I walked into the store, the smile from my face now a downward crescent, the two customer service men that had carried my desk to the front, were gone. “Welcome to Goodwill, can I help you find anything.” The door greeter stood there with a smile.

“My desk! It was just here!” Tears starting welling up, my voice became strained, and then I couldn’t hold it in; I was sobbing and asked what happened to my desk, explaining that I had just gone to get my car to pick it up.

“A man just took it. He said he was your husband and was taking it home to you to see if it was what you wanted.”

I looked at the men in disbelief. “But, I’m here alone. I don’t understand. Someone took my desk!” I’m speaking through sobs, tears pouring out of my eyes. I just keep repeating, “My desk. I just want the desk.”

Finally, I give in to the situation and tell them I’ll be right back. I need to move my car back and that I’ll get the receipt for a refund.
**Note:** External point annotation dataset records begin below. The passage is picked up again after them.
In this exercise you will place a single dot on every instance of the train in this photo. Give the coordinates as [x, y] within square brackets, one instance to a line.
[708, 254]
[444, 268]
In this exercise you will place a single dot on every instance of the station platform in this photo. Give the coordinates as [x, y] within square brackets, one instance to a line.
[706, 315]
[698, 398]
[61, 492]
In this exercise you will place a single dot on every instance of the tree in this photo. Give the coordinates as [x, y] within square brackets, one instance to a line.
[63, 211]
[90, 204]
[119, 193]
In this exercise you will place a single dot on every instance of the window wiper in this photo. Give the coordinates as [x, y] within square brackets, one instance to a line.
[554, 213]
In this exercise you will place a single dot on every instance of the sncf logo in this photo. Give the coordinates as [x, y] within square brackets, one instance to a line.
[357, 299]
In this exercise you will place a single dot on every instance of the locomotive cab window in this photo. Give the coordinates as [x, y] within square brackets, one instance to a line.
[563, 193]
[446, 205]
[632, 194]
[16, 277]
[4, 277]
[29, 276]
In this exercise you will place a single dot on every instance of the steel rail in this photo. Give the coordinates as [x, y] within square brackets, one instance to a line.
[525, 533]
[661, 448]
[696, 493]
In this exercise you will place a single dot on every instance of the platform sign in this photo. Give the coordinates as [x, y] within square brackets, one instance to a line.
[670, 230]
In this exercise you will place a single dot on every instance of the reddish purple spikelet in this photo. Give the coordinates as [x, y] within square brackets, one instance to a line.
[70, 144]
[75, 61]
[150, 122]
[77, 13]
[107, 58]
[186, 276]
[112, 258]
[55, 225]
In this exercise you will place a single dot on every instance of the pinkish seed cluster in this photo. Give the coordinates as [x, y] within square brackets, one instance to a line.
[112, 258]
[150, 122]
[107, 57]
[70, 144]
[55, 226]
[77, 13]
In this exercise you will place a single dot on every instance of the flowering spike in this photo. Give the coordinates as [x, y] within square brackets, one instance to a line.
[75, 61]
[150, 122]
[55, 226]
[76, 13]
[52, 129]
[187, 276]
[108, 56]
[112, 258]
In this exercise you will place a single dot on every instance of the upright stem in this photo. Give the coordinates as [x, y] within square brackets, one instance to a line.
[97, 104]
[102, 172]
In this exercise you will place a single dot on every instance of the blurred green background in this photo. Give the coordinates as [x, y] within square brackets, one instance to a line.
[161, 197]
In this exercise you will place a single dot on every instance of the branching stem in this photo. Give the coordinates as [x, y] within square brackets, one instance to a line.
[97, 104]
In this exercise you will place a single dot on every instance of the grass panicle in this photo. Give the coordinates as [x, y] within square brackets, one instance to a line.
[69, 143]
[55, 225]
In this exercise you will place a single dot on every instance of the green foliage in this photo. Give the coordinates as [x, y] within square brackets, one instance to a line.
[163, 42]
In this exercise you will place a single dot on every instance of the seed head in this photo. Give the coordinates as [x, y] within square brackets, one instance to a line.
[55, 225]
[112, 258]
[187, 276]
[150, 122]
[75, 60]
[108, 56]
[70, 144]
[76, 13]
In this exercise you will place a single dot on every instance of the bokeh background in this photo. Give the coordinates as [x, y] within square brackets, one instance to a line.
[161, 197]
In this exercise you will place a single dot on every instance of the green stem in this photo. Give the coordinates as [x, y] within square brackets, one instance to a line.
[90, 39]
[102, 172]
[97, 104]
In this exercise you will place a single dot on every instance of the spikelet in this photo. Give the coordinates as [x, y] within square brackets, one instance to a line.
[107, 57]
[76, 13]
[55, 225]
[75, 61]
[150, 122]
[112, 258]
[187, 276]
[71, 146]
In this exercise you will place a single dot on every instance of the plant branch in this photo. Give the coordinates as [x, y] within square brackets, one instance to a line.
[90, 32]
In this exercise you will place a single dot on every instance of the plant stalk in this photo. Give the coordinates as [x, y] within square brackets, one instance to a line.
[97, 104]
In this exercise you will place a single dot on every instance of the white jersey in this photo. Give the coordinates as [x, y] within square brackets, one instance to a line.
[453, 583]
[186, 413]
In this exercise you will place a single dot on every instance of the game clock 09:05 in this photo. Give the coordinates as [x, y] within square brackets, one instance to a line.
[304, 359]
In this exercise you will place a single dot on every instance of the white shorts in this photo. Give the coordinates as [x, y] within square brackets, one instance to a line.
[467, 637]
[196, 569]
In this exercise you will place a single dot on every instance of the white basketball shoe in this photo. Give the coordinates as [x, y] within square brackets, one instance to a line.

I yell to no one in particular, “what is wrong with humanity! Why would someone do this!” I’m shaky and my driving is not steady.

By the time I come back, one of the customer service men comes outside to meet me; he says he thinks there’s been a misunderstanding. I listen. He thinks that the man took the wrong desk.

The woman that rang up my purchase explained that there was a woman that had put a desk on hold and her husband was supposed to pick it up. She thought there was a phone number on the call log. She said she could refund me and call me later. I asked if she could call right then, that I really didn’t want to come back, and I still wanted the desk.

I stood up front near the cash registers in a corner, feeling exhausted, with puffy eyes, runny nose. I was just thankful that I hadn’t yelled; I didn’t swear; I didn’t say anything mean.

The customer service woman came back with good news. The wife was calling the husband about the mixup to tell him to turnaround to take back the wrong desk and get the right desk.

On this day it had been a week since my uncle passed away. For the past four month’s I would understand how difficult the caregiving process is, especially with such an independent spirit, as my dear uncle. We knew that his health was compromised, that his 87 year-old body had caught up to him, his heart was weak, that somehow, his days were growing closer.

As difficult as it was, I am grateful that I was there during his last stage of life, that I was able to help him speak to the right people in the hospital to make his pain go away and administer morphine, so that he could have his wish for the end of the chapter of his life and to do so with dignity and comfort. There are so many details that play out in my mind. But what stands out is how important it was to be there in the hospital during the last days of his life and to just be there for him in general. There were many quick decisions, quick actions in order to make sure he was without pain, and making sure the family was there so that he would be able to say goodby before the morphine slowed his heart rate to a point where he woudln’t be able to respond or open his eyes.

As difficult as this experience–this journey was, I have gained more from it than words could possibly convey.

I am honored that I was able to participate in my uncle’s care, that although we had our moments, because we always did when we didn’t agree, I felt that I contributed to his well-being. I know that each of us interacted with my uncle in different ways. I saw different sides of my brother’s–not always good; and I’m glad to have seen a side of myself that I knew was there, but that I had not had the opportunity to see in this particular juncture of life.

Goodnight, dear Uncle. I know that you are in peace now.